NIGERIA – Johnvents Group has launched its Environmental Charter, marking a significant step toward embedding sustainability into its operational framework and strengthening compliance across its value chain.
The Charter provides a structured approach to improving environmental performance, with a focus on resource efficiency, waste management, pollution prevention and climate action.
Unlike traditional policy documents, the framework is designed to be integrated into daily operations, ensuring accountability across production, procurement and logistics functions.
Group Managing Director John Alamu said the initiative reflects the company’s commitment to translating sustainability policies into measurable actions.
“Moving beyond a conventional policy document, the Charter defines clear priorities across resource efficiency, waste management, pollution prevention, and climate action, each backed by implementation plans, timelines, and measurable targets,” he said.
He added that the Charter is embedded within operational processes to drive execution at all levels. “Crucially, it is embedded within daily operations rather than isolated within a sustainability function, placing execution in the hands of teams across production, procurement, and logistics,” Alamu stated.
The initiative aligns the company with international environmental, social and governance expectations, particularly in the cocoa export sector, where compliance with global due diligence standards is increasingly required.
The Group also reported progress in its FMCG arm, Johnvents Foods, which recently completed the FSSC 22000 Stage 2 audit conducted by Bureau Veritas on March 3–4.
“The audit evaluated the effectiveness of the facility’s food safety management systems, including hazard analysis, operational controls, and compliance procedures,” Alamu said.
“The outcome confirmed that our systems meet international standards and positions us on the threshold of full certification.”
Upstream operations have also been strengthened through enhanced cocoa sourcing practices.

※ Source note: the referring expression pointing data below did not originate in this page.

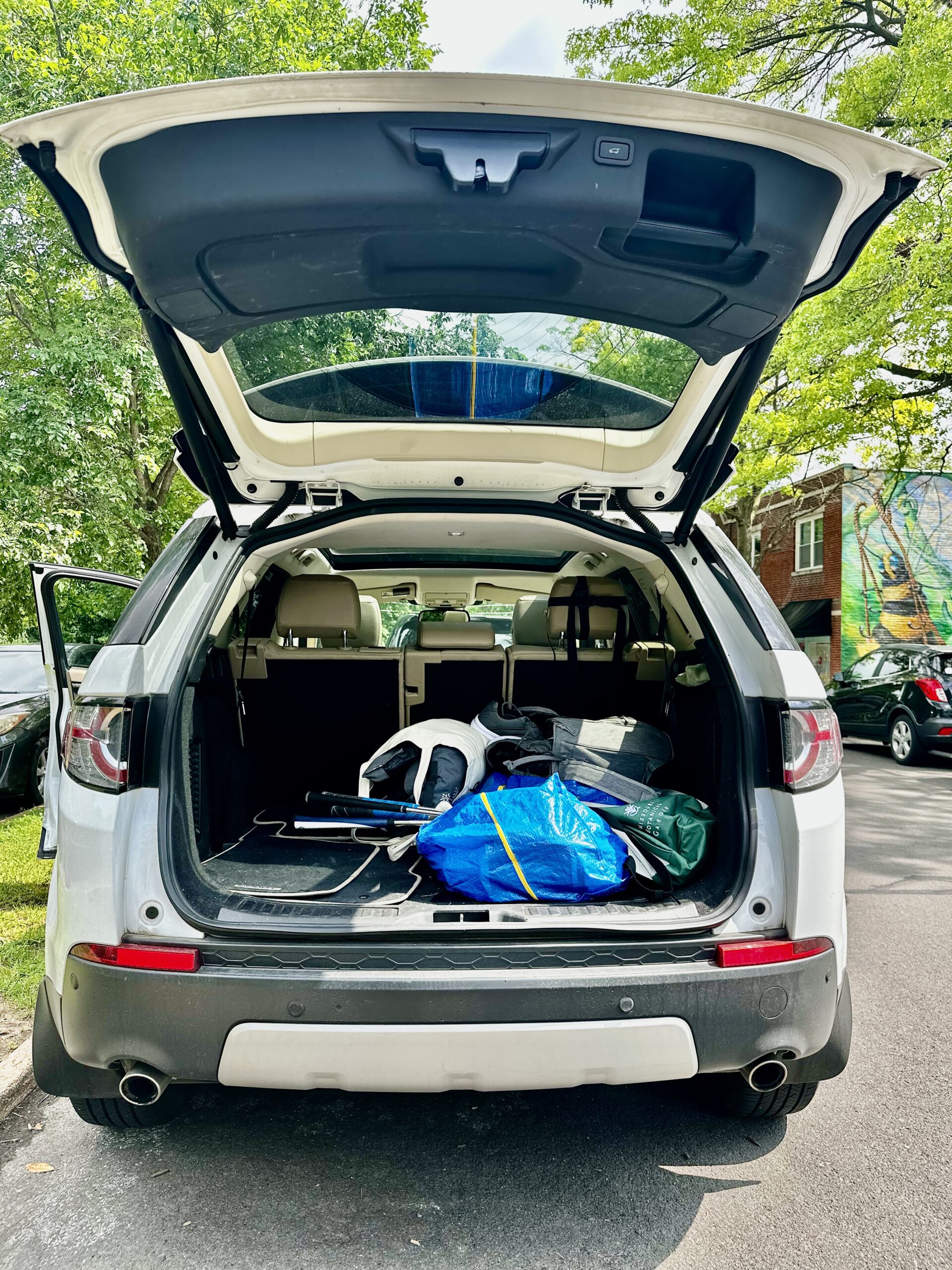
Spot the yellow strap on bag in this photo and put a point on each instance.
(508, 849)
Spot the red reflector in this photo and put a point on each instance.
(933, 690)
(139, 956)
(770, 952)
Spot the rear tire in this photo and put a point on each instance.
(36, 778)
(904, 743)
(731, 1095)
(119, 1114)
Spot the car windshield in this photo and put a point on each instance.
(442, 368)
(22, 671)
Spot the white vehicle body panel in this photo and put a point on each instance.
(429, 1058)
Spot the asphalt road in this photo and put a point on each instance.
(592, 1178)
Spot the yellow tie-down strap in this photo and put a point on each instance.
(508, 849)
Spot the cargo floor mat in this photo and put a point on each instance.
(382, 882)
(271, 863)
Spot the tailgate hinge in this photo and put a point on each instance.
(592, 498)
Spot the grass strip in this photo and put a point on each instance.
(23, 888)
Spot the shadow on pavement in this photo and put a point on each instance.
(890, 854)
(588, 1176)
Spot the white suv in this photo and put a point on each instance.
(441, 342)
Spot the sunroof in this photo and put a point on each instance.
(447, 558)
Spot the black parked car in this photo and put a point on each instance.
(900, 695)
(24, 715)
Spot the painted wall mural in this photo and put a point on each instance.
(896, 562)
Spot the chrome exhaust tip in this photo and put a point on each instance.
(143, 1085)
(766, 1075)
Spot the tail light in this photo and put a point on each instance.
(96, 749)
(813, 749)
(769, 952)
(140, 956)
(932, 690)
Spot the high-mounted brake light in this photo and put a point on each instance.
(140, 956)
(769, 952)
(813, 747)
(932, 690)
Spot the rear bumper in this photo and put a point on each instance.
(183, 1024)
(930, 732)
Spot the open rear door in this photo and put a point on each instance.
(76, 611)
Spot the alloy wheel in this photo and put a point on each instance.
(40, 771)
(901, 738)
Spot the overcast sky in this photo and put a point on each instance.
(513, 37)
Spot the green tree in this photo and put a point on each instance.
(653, 364)
(867, 365)
(85, 423)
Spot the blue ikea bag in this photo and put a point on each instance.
(530, 842)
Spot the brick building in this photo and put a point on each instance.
(855, 559)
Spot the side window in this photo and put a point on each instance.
(88, 611)
(865, 668)
(892, 663)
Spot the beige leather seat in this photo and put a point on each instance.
(454, 672)
(313, 715)
(597, 685)
(368, 633)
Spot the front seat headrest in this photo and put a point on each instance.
(448, 635)
(530, 623)
(319, 606)
(603, 619)
(368, 634)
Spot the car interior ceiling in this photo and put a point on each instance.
(300, 688)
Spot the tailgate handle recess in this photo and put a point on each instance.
(480, 160)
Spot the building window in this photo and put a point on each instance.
(810, 544)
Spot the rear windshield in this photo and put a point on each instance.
(394, 365)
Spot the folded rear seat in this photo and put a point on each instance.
(454, 672)
(313, 715)
(595, 684)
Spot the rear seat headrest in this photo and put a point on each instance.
(368, 634)
(448, 635)
(530, 624)
(603, 620)
(319, 606)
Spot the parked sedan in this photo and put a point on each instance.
(24, 715)
(899, 695)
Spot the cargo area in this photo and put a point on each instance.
(334, 652)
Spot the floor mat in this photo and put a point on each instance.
(268, 863)
(382, 882)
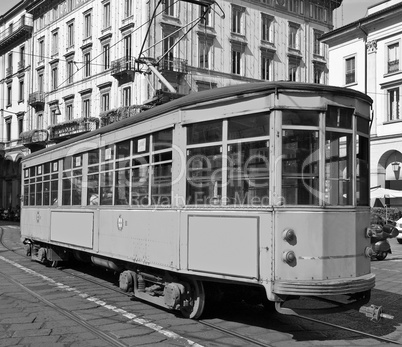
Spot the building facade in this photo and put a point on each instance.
(94, 62)
(368, 53)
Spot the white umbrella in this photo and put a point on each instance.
(380, 193)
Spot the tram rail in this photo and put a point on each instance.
(214, 326)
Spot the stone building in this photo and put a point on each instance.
(89, 63)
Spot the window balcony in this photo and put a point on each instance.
(37, 100)
(118, 114)
(63, 131)
(16, 31)
(34, 139)
(124, 68)
(393, 66)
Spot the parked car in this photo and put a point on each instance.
(399, 227)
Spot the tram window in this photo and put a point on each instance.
(46, 193)
(248, 173)
(339, 117)
(107, 153)
(26, 193)
(122, 187)
(362, 171)
(300, 117)
(204, 132)
(161, 185)
(300, 167)
(338, 168)
(106, 188)
(140, 186)
(32, 194)
(204, 175)
(248, 126)
(141, 145)
(72, 180)
(162, 140)
(123, 149)
(93, 157)
(93, 190)
(67, 163)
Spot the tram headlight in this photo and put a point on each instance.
(369, 233)
(289, 235)
(289, 257)
(368, 252)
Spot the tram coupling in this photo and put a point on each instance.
(375, 313)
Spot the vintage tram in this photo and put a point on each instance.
(260, 186)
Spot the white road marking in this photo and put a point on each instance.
(131, 316)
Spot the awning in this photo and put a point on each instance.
(14, 155)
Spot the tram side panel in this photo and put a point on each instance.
(327, 245)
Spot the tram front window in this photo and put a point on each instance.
(300, 183)
(248, 173)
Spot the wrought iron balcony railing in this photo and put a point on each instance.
(74, 127)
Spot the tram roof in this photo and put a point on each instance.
(208, 96)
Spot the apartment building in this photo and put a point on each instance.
(365, 55)
(94, 62)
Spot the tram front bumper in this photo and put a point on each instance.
(325, 287)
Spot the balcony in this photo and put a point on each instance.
(34, 139)
(124, 69)
(63, 131)
(118, 114)
(393, 66)
(37, 100)
(16, 31)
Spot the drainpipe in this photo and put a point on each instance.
(365, 57)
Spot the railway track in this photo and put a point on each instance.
(107, 283)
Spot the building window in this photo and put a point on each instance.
(9, 94)
(317, 44)
(55, 42)
(87, 25)
(55, 72)
(21, 90)
(106, 56)
(204, 53)
(293, 70)
(87, 64)
(20, 120)
(86, 107)
(41, 49)
(168, 7)
(70, 71)
(207, 16)
(128, 8)
(69, 111)
(393, 57)
(266, 28)
(238, 14)
(70, 34)
(53, 116)
(266, 62)
(106, 15)
(39, 121)
(350, 66)
(105, 102)
(236, 60)
(393, 104)
(8, 129)
(41, 81)
(127, 96)
(293, 36)
(318, 73)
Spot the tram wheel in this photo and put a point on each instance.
(195, 301)
(381, 256)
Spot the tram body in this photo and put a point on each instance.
(263, 186)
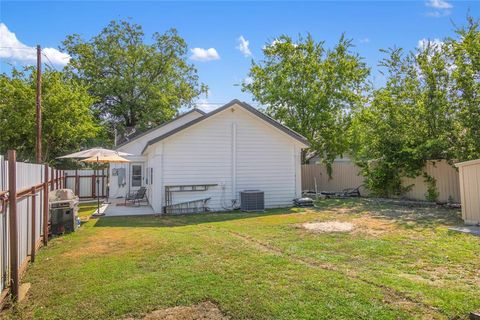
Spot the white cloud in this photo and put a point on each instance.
(200, 54)
(205, 106)
(243, 46)
(442, 8)
(439, 4)
(438, 13)
(12, 49)
(424, 43)
(248, 80)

The company trained 28 Licensed Buying Agents on traceability protocols, record-keeping and regulatory compliance, ensuring alignment with international requirements such as European deforestation regulations.
Further efforts have focused on social compliance and governance. Thirteen field officers from the company’s Child Labour Monitoring and Remediation System received advanced training from the International Cocoa Initiative, while 105 cooperative leaders in Owo and Akure participated in governance training programmes.
“These milestones reflect a Group that is systematically closing the gap between ambition and execution,” Alamu said.
“The progress recorded is evidence of a long-term strategy taking root—one that positions us to capture higher-value opportunities, strengthen relationships with global partners, and lead the next chapter of Nigerian agribusiness on our own terms.”